幼い頃、陸生の母はある日突然姿を消した。誰にも理由は分からず、警察にも捜索願を出したが、母が見つかることはなかった。



時は流れ、陸生は40代となっていた。

ある日、ふらりと入った喫茶店で店員を見て驚愕した。その女性は失踪した母に瓜二つだったのだ。

「母さん…」思わず呟いた陸生の声に、女性が顔を上げた。「陸生なの…」女性は、陸生の名前を呼んだ。間違いなく陸生の母だった。

詳しく話を聞くと、母はタイムスリップによって未来の世界へと来ていた。

母の中では陸生の前から姿を消してから、まだ2年ほどしか経っていないと言った。

そのため、今では陸生の方が母親よりも年上になっていた。

普通ならとても信じられる話ではなかったが、記憶の中と同じ母の姿に、陸生はまったく疑うことなく母の言うことを信じれた。


それから陸生は、度々母と会うようになった。

しかしある日、妻から大事な話があると言われ、そして一枚の写真を見せられた。それは、陸生が『母親』と会っている写真だった。

「あなた、浮気しているのね」

妻にそう責められた陸生は、正直に話した。あれは昔に行方不明となり現代へタイムスリップした母だと。

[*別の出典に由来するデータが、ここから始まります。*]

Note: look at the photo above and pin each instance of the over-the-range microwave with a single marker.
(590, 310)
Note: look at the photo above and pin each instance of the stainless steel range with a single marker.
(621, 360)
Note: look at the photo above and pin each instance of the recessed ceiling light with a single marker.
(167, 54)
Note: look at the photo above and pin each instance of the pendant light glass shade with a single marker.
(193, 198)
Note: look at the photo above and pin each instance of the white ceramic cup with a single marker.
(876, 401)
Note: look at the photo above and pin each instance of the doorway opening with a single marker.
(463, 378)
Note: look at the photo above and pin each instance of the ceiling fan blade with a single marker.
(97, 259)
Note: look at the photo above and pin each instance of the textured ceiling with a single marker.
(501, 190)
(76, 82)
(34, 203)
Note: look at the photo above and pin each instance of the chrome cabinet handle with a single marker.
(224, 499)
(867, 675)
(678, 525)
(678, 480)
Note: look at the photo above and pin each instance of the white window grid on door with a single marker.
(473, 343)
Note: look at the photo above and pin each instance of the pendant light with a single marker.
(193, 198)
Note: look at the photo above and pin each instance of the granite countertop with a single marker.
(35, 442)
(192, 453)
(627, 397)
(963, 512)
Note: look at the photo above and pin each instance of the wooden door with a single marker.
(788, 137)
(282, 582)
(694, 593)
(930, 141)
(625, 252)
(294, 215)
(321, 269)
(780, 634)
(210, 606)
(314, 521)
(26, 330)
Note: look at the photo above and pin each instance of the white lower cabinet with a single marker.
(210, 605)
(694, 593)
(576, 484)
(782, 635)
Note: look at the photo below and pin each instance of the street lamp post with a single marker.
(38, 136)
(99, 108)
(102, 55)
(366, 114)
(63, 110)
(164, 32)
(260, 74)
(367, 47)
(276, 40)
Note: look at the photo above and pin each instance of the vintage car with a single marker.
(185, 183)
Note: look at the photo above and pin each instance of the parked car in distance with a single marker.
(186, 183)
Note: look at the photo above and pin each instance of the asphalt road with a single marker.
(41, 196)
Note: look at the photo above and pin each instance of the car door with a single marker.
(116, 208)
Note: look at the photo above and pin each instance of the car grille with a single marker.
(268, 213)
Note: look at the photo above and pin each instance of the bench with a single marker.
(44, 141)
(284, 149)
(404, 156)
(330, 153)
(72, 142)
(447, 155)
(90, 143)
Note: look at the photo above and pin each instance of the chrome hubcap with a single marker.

最初は当然に全く陸生の話を信じなかった妻だったが、母親の昔の写真を見せると、その瓜二つの容姿に驚いた。必死の陸生の説得にやがて妻も話を信じてくれた。

そして陸生と妻、そして母から見ると孫となる二人の間にできた娘の3人で母と会うことになった。

母は孫の姿を見て涙を流して喜んだ。「まさかこんな日が来るなんて…」

しかしそんな幸せに満ちた時間はあっという間に過ぎさり、別れのときとなった。すると母は深刻な顔で陸生に言った。「もうすぐ、私はこの時代からいなくなる」

どうやらタイムスリップが起こる予兆があるらしい。事実、母はこれまで2度タイムスリップを経験していて、その前には必ず予兆があったようだ。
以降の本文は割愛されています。